Conversion of large Anndata object to Experiment takes a lot of RAM

Hello,

I want to convert an Anndata object to TileDB Experiment directly on an S3 bucket. This works nicely for smaller datasets (<10GBs). However, for larger ones (21GBs in this case) RAM usage becomes the bottleneck. I use tiledbsoma.io.from_anndata and tiledbsoma.io.from_h5ad, both of which expand to 250Gb in memory. My hope was that with tiledbsoma.io.from_anndata, I could read the anndata object in backed='r' mode so as not to load the entire object in memory but this also does not work (ie. significant expansion takes place).

What I try to do is actually identical to this tutorial: TileDB
When I run that, the 7GB file is also inflated to more than 30GB. Is there a way to reduce RAM usage? Can you help me with this?

Thank you in advance!
Benoit

Hi Benoit,

Thank you for the question!

TileDB is optimized to query data on a filesystem-agnostic backends just like S3.

Starting from either an AnnData or h5ad object you’d transform that to a tiledbsoma.Experiment as your first step. The result of that transformation would then physically sit in your s3 backend. This is not the step where are we are trying to optimize memory usage, we are primarily focused on ingesting data into the TileDB format. Following this transformation, users will gain the performance and efficiency they expect from TileDB during accessing that data.

To then query that data, you would use tiledbsoma.Experiment.open to push the query down to the on-disk object, rather than first having to load into memory the entire dataset.

We’ve recently launched TileDB Academy, we have several tutorials for tiledbsoma on there such as performing multi-slot queries on an Experiment.

Thanks,
Spencer

Dear Spencer,

Thanks for your quick reply!

Ah I see okay but then there must be a way to ingest one observation at a time into an existing tiledb experiment on S3? This should not use too much RAM?
Thank you!
Benoit

Once you have an existing tiledbsoma.Experiment on S3, you can append data such as adding new obs data.
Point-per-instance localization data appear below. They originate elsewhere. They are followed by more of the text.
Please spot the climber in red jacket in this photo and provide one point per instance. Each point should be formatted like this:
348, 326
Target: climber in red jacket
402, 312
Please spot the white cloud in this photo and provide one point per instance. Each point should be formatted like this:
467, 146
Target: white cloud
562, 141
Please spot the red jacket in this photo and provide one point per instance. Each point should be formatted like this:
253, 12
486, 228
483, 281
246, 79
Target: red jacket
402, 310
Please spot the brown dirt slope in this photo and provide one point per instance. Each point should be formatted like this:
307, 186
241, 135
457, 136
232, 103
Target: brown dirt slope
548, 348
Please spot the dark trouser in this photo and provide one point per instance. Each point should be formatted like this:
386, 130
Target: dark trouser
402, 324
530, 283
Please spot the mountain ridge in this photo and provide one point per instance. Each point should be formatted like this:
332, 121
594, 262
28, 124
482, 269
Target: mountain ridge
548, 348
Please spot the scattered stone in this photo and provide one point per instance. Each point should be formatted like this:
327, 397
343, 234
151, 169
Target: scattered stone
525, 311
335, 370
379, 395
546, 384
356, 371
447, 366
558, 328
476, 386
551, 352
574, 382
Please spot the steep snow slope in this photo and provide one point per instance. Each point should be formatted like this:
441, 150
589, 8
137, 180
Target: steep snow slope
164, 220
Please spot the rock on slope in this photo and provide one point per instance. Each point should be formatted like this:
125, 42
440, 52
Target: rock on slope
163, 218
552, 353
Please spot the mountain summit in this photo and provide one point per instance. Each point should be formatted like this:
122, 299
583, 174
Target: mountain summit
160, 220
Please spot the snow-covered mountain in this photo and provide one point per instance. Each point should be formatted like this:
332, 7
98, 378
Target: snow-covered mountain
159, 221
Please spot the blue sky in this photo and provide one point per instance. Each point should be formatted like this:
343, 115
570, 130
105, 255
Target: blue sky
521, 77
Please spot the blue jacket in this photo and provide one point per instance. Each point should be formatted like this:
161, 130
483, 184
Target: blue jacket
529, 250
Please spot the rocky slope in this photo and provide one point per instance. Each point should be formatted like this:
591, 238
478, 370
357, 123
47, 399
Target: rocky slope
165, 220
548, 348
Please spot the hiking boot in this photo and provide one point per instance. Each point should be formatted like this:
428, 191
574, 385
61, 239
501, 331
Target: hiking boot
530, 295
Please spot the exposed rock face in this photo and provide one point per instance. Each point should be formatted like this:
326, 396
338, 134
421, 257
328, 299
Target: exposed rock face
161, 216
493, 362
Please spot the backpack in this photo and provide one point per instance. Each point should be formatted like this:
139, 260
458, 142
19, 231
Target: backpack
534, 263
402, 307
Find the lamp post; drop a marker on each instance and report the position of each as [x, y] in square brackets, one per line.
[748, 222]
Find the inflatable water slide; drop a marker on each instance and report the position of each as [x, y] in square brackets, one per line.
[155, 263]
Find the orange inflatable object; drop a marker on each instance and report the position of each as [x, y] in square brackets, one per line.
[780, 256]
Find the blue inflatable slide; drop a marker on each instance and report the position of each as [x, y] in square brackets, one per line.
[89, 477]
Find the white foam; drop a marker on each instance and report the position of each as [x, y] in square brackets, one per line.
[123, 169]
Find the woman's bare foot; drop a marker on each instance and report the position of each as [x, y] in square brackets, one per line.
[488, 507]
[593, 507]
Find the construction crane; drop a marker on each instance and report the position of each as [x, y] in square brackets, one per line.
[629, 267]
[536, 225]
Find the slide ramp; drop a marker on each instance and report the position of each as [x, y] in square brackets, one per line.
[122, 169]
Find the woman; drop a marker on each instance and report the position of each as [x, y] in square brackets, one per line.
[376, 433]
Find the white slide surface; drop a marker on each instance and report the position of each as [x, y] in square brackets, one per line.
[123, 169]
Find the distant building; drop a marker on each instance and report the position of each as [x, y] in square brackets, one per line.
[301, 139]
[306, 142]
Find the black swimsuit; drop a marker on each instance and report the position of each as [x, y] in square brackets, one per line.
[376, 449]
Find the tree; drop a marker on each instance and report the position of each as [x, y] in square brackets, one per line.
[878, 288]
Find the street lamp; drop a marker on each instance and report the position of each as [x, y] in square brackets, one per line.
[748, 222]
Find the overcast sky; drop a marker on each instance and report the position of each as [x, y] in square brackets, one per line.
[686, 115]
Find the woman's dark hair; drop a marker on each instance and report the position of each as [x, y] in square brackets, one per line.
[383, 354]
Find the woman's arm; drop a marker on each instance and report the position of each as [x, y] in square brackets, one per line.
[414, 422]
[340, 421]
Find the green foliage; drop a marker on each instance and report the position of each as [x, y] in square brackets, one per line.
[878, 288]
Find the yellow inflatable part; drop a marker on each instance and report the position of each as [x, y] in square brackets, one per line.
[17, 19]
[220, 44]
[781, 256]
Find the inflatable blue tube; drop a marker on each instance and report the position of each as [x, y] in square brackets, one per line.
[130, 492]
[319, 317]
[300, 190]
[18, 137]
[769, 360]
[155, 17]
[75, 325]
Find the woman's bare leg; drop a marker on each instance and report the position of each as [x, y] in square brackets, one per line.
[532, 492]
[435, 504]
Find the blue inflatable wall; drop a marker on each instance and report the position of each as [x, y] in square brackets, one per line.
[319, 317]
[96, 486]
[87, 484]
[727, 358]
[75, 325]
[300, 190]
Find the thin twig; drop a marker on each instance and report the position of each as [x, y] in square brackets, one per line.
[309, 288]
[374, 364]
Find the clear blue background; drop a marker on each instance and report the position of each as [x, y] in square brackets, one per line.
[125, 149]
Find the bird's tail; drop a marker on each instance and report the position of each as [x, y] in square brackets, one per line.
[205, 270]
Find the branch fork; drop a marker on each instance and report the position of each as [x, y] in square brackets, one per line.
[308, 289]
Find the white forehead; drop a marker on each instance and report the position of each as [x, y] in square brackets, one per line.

Check out this tutorial on how to do so: TileDB

Spencer

Dear Spencer,

Thank you this helps a lot! When I try this way: first registering the anndata object and uploading the differences, I get an error:
ValueError: internal coding error: id_column_name unspecified
I deleted obsm and varm, and in both cases, the error is the same.

Thank you,
Benoit

Hi @bputzeys can you share a repro here so I can take a look?

Was this specifically during tiledbsoma.io.from_anndata? Did you specify values to obs_field_name and var_field_name to tiledbsoma.io.register_anndatas?

Thanks,
Spencer

Hi Spencer,

I try to recreate it and will let you know how you can do it too.
Yes, I get the error after registration during the tiledbsoma.io.from_anndata step. Yes I specified obs_filed_name="obs_id" and var_field_name="var_id" in tiledbsoma.io.register_anndatas just as in the tutorial.

Ah I think it was because I had .uns values. I don’t think I need them so I can just do it without.
Thank you.

Hello Spencer,
I was able to reproduce my original issue: GitHub - bputzeys/tiledb-issue
If you could tell me that you can reproduce it that would be very much appreciated!

Thank you.

Dear @spencerseale ,

Did you have time to have a look and maybe recreate the issue?

Thank you!
Benoit

Hi Benoit,

We expect these processes to take advantage of most available RAM. The transformation from the AnnData having many different objects to a tiledbsoma.Experiment representing many different arrays on disk requires that transformation. When we open X and transform that data to an array, this is where you’ll see the memory usage spike while writing it to its compressed format in TileDB. Our most compute intensive operations typically involve ingest. Looking at your code, I cannot speak to why your memory utilization is increasingly rising without doing a detailed analysis of your setup.

The query of this data is where TileDB brings the memory benefits via out-of-core query operations. We push the query down onto the object on disk and only when explicitly requested do we transform the object into a memory object.

On our multi-omics platform TileDB, we have compute infrastructure that many of our customers use to parallelize the transformation across custom resourced instances for these ingestions. This means you could ingest many h5ad files to separate or a single tiledbsoma.Experiment in the time it takes to do one in your current iterative approach. If you have a commercial use case involving TileDB-SOMA, I recommend checking out the platform as I am suspecting what you’re encountering has been resolved there.

Spencer